Mesmo depois de dezoito cirurgias contra o câncer de abdômen, era assim que, ao fim da vida, José Alencar encarava os fatos, sussurrando versos da música “Quando eu me chamar saudade”de Nelson Cavaquinho.

Enquanto ele cantava, quem ouvia era um jornalista. Esse foi um dos muitos encontros de uma improvável amizade entre dois homens públicos que viviam cada um no seu canto. Foi uma das provas da relação entre dois Josés: o jornalista José Roberto Burnier, da TV Globo, com quase trinta anos de carreira e José Alencar Gomes da Silva, ou simplesmente José Alencar, ex-vice-presidente da República.Imagem

Tudo começou quando de um lado, o José jornalista recebeu a missão de acompanhar e fazer a cobertura da luta de Alencar contra um inimigo incansável, o histiosarcoma, doença rara e agressiva. De outro, o José político, empresário e guerreiro, que tinha muita história pra contar em pouco tempo e por isso decidiu arriscar abrir sua intimidade para um, até então, estranho.

Com uma mesma meta – contar tudo para o público – esses homens cultivaram em segredo o respeito de muita gente e de um pelo outro. Burnier a tarefa mais difícil ainda estava por vir: cativar aquele senhor para lhe contar o que viu e conseguiu na vida com os poucos anos que lhe restavam.Imagem

Como disse Caco Barcellos no prefácio do livro, “esta é a história de uma grande amizade que nasceu com os dias contados”.

Foram cinco anos de amizade e 79 anos de uma vida inteira contados em 240 páginas. Foi o depoimento de uma saga que começou na Zona da Mata mineira, numa infância pobre e sem perspectiva, passou pelo crescimento como empresário da indústria têxtil, das paixões pelo mundo político até se tornar vice de um dos mais carismáticos presidentes que o Brasil já teve: Luís Inácio Lula da Silva, o Lula.Imagem

Os dois tinham pressa. Sabiam que restava pouco tempo. Burnier ansiava pelas entrevistas. Ele precisava saber mais para compor o livro. Alencar aproveitava para reviver as memórias e assim, se fortalecia para mais um dia de combate nessa guerra invisível e imprevisível.

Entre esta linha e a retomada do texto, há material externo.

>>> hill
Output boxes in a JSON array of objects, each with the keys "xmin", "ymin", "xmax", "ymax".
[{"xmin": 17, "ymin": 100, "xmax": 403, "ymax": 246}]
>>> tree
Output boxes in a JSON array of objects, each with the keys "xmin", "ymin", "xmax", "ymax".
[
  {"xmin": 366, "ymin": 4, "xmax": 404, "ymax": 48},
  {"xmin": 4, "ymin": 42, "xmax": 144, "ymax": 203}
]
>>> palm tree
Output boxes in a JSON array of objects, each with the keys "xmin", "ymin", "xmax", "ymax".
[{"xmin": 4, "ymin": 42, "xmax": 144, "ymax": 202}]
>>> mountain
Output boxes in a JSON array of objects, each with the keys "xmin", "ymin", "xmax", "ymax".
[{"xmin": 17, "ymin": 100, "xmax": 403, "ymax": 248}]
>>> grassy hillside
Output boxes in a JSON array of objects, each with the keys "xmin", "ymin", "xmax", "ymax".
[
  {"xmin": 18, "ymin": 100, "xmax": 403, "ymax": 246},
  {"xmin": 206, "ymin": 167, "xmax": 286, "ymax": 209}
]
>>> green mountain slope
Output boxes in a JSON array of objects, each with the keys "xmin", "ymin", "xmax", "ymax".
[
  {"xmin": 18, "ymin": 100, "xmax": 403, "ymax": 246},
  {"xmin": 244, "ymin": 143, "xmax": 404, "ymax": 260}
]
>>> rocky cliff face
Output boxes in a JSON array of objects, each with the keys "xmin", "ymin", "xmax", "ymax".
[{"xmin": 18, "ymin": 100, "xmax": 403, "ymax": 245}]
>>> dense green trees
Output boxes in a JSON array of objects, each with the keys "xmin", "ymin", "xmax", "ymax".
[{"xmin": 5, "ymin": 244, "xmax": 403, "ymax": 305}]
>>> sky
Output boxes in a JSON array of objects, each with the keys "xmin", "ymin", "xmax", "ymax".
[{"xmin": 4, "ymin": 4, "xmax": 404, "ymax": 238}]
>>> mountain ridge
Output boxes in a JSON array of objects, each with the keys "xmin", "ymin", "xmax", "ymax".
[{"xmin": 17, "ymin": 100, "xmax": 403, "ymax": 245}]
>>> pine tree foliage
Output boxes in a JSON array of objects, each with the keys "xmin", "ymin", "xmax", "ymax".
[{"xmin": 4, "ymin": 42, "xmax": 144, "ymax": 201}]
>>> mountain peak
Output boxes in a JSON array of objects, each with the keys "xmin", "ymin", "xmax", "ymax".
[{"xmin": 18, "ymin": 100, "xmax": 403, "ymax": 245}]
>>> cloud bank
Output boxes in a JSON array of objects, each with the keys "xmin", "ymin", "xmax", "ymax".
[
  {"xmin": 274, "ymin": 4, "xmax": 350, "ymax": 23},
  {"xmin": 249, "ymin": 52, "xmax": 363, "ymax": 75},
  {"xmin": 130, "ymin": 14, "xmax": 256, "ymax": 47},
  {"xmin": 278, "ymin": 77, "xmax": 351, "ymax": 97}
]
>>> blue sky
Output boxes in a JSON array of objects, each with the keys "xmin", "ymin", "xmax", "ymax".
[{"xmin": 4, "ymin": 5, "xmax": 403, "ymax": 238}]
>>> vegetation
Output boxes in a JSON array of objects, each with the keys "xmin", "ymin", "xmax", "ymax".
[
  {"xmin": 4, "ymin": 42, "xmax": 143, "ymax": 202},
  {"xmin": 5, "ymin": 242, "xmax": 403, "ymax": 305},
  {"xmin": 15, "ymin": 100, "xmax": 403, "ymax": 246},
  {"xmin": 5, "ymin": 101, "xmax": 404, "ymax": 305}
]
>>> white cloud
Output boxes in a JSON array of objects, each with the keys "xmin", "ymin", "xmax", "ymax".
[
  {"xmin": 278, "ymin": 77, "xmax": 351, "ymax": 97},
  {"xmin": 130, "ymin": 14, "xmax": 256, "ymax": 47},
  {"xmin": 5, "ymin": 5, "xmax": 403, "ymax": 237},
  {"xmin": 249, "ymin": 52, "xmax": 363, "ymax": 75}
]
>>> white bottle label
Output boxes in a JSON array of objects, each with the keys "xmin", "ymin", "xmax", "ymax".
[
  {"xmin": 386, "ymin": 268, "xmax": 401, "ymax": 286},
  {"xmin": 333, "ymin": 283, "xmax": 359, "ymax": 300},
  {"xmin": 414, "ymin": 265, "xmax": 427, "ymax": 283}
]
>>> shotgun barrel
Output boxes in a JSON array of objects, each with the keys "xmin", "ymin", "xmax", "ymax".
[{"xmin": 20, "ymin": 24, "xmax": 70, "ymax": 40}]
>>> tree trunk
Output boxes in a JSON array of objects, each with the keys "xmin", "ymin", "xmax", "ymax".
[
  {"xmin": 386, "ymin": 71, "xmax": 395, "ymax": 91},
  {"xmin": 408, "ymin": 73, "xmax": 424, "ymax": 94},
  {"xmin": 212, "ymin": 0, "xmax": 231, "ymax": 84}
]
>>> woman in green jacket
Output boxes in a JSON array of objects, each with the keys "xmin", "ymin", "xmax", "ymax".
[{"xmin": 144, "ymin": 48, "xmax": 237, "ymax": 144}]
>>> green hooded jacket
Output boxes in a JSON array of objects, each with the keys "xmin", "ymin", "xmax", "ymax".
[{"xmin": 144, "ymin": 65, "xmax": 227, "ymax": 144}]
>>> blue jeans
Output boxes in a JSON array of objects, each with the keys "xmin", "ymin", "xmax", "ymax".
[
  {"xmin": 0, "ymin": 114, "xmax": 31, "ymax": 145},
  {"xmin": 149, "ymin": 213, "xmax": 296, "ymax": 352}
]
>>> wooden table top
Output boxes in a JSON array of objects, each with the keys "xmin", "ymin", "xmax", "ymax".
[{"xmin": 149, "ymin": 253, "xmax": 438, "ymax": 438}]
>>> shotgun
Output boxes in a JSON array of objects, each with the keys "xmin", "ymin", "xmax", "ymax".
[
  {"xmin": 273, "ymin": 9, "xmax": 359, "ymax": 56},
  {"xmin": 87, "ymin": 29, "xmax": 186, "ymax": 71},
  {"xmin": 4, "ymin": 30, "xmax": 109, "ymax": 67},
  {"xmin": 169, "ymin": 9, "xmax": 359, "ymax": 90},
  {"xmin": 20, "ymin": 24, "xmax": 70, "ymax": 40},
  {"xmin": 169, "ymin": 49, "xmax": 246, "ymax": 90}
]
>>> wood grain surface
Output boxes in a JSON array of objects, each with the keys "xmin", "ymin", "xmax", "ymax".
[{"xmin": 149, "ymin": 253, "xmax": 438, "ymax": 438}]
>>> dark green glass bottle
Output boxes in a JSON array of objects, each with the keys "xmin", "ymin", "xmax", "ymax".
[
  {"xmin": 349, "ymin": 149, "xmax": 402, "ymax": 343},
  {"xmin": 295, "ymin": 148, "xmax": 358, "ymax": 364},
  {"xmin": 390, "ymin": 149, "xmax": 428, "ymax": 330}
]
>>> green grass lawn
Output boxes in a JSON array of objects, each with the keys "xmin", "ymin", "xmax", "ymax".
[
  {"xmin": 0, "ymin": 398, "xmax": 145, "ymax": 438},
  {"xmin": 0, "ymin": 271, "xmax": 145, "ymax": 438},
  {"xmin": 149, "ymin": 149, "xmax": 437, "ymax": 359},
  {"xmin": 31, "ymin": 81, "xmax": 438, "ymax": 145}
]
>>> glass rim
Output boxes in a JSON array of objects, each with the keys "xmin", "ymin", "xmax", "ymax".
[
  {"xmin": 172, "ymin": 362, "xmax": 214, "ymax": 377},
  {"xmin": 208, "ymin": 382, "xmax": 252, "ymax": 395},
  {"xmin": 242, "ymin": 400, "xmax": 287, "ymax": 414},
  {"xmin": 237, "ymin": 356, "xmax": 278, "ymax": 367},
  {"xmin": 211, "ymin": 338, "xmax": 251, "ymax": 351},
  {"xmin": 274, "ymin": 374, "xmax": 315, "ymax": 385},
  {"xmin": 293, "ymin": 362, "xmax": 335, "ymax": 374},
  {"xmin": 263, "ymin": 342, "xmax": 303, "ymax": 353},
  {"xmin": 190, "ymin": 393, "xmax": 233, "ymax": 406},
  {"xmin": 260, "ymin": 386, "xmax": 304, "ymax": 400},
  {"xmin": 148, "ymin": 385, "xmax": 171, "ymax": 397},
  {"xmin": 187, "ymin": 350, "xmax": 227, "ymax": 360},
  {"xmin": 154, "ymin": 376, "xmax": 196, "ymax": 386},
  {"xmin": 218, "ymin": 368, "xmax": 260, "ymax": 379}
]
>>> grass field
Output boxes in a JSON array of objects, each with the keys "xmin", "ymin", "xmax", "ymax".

O homem que conseguia concluir um percurso de seis quilômetros em trinta minutos viveu intensamente e não parou até o seu último dia de vida, em 29 de março de 2011.

José Alencar, ou Zezé (como era conhecido na infância e adolescência), saiu de casa ainda pequeno, com apenas três mudas de roupa, um sapato de sola furada, nenhum tostão no bolso mas muita vontade de crescer. E cresceu. Dali em diante não voltou. Abriu sua própria lojinha, virou empresário conhecido, conseguiu criar um império na indústria têxtil (hoje o grupo industrial ainda existe com mais de 15 mil funcionários) e tornou-se um homem da política.

Em 2009, a história desse brasileiro começou a se transformar nas palavras do livro “Os últimos passos de um vencedor”. O que ninguém imaginava é que, as letras dessa obra seriam realmente, os últimos passos dele.

SERVIÇO:

Título: Os últimos passos de um vencedor: entre a vida e a morte, o José Alencar que conheci.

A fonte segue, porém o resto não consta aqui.